Monday, March 23, 2026

With everything for the show framed and ready to go, I thought I’d show you something other than birds. In addition to grant submissions I’ve been working on, I had an opportunity to enter an open call at the Side Gallery, which specializes in photography in the UK, and while I was editing them to meet size restrictions I decided to desaturate them of color to see how they’d look in black and white. Here are five.
All of these were shot on Cape Cod. The scene at the top and the trains above were taken in Hyannis. The rest are in Provincetown. They seem better, if not fresher, at least to me, in grey tones.

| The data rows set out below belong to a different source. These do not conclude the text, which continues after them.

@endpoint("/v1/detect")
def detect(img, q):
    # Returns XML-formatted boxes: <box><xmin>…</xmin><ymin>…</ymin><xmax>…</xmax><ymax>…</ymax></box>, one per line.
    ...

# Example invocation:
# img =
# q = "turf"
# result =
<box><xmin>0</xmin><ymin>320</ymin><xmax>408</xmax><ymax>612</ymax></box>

But then again, this snowy graveyard is actually the natural color and only appears to be black and white because of the weather that day.
The street scene below was an interesting undertaking because the lines in the road and the house on the right are the same shade of yellow in the original version and it’s quite dynamic. But I think it works this way too, especially since the sky is more dramatic. It’s a bit like the shift away from the vivid colors of my earlier paintings as I took up charcoal as a medium.
And since one can’t do a Provincetown spread without the beach or the dunes - I’ve already spared you the classic rowboat and lighthouse shots - I close with this one of my friends Ron and Michael on the day I took them exploring while they were visiting one summer. Mind those footprints in the sand, they are how you’re going to find your way home.